I did not start writing because I wanted to tell stories to the world. Nor because I wanted to teach anyone. I started writing because I wanted to better understand the person who looks back at me in the mirror every morning.

For many years, I built systems. As an economist, an IT professional, and a project manager, that was my job. Later, I realized that the most fascinating system of all is the human being – with its joys, fears, decisions, mistakes, and dreams.

The writings you find here are traces of that exploration.

Some were born in Vietnam, Thailand, Indonesia, or Laos. Some are reflections on love, loss, freedom, loneliness, or new beginnings. Sometimes they emerge on a mountaintop. Sometimes over a cup of coffee. Sometimes during an ordinary day that seemed unremarkable at first glance.

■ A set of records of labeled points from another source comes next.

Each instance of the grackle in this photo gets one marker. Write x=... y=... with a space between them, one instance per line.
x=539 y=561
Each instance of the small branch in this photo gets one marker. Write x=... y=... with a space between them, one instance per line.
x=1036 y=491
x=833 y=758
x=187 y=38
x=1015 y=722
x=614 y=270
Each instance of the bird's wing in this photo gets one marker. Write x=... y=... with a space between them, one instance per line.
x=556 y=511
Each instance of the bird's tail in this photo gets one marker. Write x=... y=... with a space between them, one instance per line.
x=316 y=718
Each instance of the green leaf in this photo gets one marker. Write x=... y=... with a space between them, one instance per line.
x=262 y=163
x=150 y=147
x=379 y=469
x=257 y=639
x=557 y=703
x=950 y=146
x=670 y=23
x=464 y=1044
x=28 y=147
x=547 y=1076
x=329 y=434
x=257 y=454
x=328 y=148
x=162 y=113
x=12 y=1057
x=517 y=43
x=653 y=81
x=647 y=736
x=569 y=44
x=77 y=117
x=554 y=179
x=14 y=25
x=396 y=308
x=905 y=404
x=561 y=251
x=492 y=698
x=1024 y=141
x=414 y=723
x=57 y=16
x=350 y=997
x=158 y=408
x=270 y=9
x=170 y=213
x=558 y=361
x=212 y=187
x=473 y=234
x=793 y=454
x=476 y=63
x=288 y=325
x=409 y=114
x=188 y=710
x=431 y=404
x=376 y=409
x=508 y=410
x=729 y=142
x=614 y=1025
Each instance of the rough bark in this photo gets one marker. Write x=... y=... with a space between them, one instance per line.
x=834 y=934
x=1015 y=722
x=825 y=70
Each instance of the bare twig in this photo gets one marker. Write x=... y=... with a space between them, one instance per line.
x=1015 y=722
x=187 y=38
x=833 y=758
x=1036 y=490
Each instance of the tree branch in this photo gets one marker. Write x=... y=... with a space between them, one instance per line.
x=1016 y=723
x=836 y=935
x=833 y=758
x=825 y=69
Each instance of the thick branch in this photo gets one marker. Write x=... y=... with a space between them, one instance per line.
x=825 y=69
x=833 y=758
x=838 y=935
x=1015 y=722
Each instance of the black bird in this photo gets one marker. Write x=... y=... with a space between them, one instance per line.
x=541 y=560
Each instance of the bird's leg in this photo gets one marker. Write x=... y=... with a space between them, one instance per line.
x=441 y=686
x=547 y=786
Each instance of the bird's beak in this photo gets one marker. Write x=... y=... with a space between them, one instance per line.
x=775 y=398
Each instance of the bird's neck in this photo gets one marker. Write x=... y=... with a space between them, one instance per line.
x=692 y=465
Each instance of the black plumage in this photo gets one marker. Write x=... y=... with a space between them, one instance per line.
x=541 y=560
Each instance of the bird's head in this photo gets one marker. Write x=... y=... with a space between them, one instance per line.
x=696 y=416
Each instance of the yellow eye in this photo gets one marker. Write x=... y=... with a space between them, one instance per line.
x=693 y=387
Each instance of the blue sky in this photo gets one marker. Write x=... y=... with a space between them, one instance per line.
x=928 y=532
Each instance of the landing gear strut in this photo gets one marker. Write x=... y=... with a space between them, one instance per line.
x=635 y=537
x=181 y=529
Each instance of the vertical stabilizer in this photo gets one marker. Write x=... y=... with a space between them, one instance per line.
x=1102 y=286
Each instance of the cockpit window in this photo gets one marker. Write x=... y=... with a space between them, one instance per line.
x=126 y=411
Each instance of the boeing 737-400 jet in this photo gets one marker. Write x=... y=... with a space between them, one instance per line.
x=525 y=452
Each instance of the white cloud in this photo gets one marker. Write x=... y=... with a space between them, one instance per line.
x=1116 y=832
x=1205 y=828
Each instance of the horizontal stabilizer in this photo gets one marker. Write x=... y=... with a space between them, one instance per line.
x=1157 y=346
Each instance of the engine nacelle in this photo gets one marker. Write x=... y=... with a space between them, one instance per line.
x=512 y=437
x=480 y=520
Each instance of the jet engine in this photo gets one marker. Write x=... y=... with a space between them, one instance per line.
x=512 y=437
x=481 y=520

The locations, however, are only the scenery.

The real subject is almost always the same:

How can we come a little closer to ourselves?

I do not believe that every question has a ready-made answer. I believe in good questions. The kind that stay with us for days, months, or even years. The kind of realizations that arrive quietly, yet somehow change an entire life.

That is why these writings are not instructions.

They are not here to tell anyone how to live.

They are invitations.

Invitations to pause for a moment. To look around. To ask ourselves a question. Or simply to notice something that has been there all along.

Over the past years, I have spent more and more time on the road. Eventually, I became a digital nomad and discovered something I had never expected.

The most interesting journey does not happen between countries.

It happens within.

If even one of these writings helps a single person see a situation, a feeling, or perhaps their own life from a different perspective, then writing it was already worthwhile.

Because perhaps we are all searching for the same thing.

Not a perfect life.

Only the ability to recognize what is already here.